August 28 Venerable Moses the Ethiopian of Scete

Read the Life of St. Moses here

Saint Moses Murin the Ethiopian lived during the fourth century in Egypt.

St. Moses died about the year 400.

Liturgical Hymns in Honor of Moses from the Menaion

Translations copyright by Br. Isaac E. Lambertsen, drawn from the Menaion of the Orthodox Church, in 12 volumes (in English), published by the St. John of Kronstadt Press, 1180 Orthodox Way, Liberty TN 37095; www.sjkp.org.  Authorized only for private devotional purposes.  Further distribution, reproduction, or incorporation into other documents is prohibited without prior permission from the publisher.  All rights reserved.

By thy supplications and showers of repentance, O father, wash clean my heart which hath been darkened by the sting of sin.

Having nailed thy flesh to the fear of the Master, O all-blessed God-bearer, thou didst dry up every passionate thought from thy heart.

Having hidden the seeds of the Word in the furrows of thy thoughts, O father, thou didst produce grain which is laid up in inexhaustible granaries.

Moved by the Spirit, O wise one, by endurance thou didst nullify the evil acts of the demons with spiritual acts.

Strengthened with godly power, O venerable Moses, like one of the incorporeal ones thou didst bring low the mighty serpent.

With the showers of thy tears thou didst extinguish the fiery conflagration of the passions, and wast shown to be a river of spiritual gifts, full to overflowing with the Spirit.

By unceasing entreaties and the endurance of pain, O father, thou didst drive from thy soul the demon which loveth carnality.

Directing thy thoughts to things which transcend the mind and speech, O venerable one, thou didst endure the burning heat of asceticism as though it were a divine dew.

Unfurling the sail of non-acquisition, thou didst sail easily across the sea of life, O father, guided to the calm haven.

Set afire by the burning ember of dispassion, O blessed one, thou didst utterly consume the dry tinder of the passions.

Thou hast been shown to be a star of abstinence, shining in the heights and illumining our souls, O all-glorious one.

Thou didst ascend to the summit of the virtues and didst attain unto the heavenly isle, O right wondrous father Moses.

With the spiritual radiance which is within thee, enlighten me who am surrounded by the night of sin and the darkness of pleasures, O father, and guide me wholly to the haven of salvation.

Storing up the sweetness of the flowers of the virtues in the honeycomb of thy mind, like an industrious bee, O father, thou didst pour forth the sweetness of immortality which dispelleth the bitterness of the demons.

Exercising thyself in endurance in the desert, thou didst inherit the city on high; and enslaving thy flesh through fasting, O wondrous one, thou didst depart to the food which is never exhausted and the mansions of paradise.

Cleansed of the mire of the passions, and shining with spiritual radiance, thou hast truly passed over to the immaterial Light, O blessed one, where the choirs of fasters dwell forever.

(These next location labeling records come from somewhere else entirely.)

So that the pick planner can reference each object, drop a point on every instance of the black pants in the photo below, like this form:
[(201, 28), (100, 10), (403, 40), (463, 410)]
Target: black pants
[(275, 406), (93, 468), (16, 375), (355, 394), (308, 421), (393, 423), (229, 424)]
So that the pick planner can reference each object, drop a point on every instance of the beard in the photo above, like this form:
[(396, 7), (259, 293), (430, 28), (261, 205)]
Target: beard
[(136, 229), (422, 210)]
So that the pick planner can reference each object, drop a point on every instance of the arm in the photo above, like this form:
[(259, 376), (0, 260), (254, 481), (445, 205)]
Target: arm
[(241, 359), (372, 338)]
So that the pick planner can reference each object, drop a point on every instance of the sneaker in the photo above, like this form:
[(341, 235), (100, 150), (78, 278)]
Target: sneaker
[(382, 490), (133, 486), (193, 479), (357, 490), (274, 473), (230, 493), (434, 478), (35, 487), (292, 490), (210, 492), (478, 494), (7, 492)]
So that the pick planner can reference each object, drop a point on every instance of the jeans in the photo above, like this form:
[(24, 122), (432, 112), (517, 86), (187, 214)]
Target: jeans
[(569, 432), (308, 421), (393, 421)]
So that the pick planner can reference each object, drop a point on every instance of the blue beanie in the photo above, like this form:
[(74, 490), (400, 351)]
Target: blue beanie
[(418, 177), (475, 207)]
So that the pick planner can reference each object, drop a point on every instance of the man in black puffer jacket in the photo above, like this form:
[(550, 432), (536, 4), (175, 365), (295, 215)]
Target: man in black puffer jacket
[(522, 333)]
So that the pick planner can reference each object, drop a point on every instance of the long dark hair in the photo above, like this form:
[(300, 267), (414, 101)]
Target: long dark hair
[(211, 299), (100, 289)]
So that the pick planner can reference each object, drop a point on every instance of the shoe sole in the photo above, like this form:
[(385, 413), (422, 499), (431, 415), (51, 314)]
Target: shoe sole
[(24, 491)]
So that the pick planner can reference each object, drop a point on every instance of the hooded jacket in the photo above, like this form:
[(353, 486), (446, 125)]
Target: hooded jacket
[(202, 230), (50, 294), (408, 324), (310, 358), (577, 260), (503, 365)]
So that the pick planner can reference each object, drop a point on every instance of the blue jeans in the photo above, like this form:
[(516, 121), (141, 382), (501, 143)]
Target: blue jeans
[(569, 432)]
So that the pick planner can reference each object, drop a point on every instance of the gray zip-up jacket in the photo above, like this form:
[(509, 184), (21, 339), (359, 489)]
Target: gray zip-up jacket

Thou didst flee all evil, and, embracing goodly change, thou didst immaterially espouse good desires, O blessed one, crying out: Blessed art Thou, O God!

By immeasurable pangs of abstinence thou didst cause the pain of sin to dry up. O God-bearer. Wherefore, thou hast found delight in good things without pain, blessing thy Master.

Enlivened by prayers, elevated by humility, illumining thy soul with righteousness, adorned with love, O father, thou didst make haste to the perfection of the virtues, to the manifest heights, crying to the Master: Ye priests, bless; ye people, exalt Him supremely for all ages!

Though black of body, thou didst acquire a soul brighter than the rays of the sun, and didst blacken the dark countenances of the demons; and with thy divine likeness thou dost illumine the hearts of the faithful who fervently chant: Ye people, exalt God supremely forever!

Wholly protected by humility, O father, thou didst escape the darts of the noetic Moors, and in word and deed wast a model for monks in doing battle with the spiritual enemy, crying out with them: Ye children, bless; ye priests, hymn; ye people, exalt Christ supremely for all ages!

Having truly ended thy life in good deeds, thou didst reach the well-spring of good things and didst receive thine ultimate desire. Where the voice of those who keep festival is heard with laudation thou hast made thine abode, rejoicing, O right wondrous and venerable father Moses.

The drops of the sweat of thy pangs let fall drops of the sweetness of spiritual benefit and dispel the bitterness of our passions. Thy relics pour forth healings upon us and cleanse our souls of the mire and defilement of evils.

Christ hath crowned thy head with unfading wreaths, O wondrous one, who steadfastly vanquished the hordes of the prince of this world; and as befitteth one of the holy thou hast been enrolled in the choirs of the venerable. With them pray thou, that those who honor thee be delivered from temptations.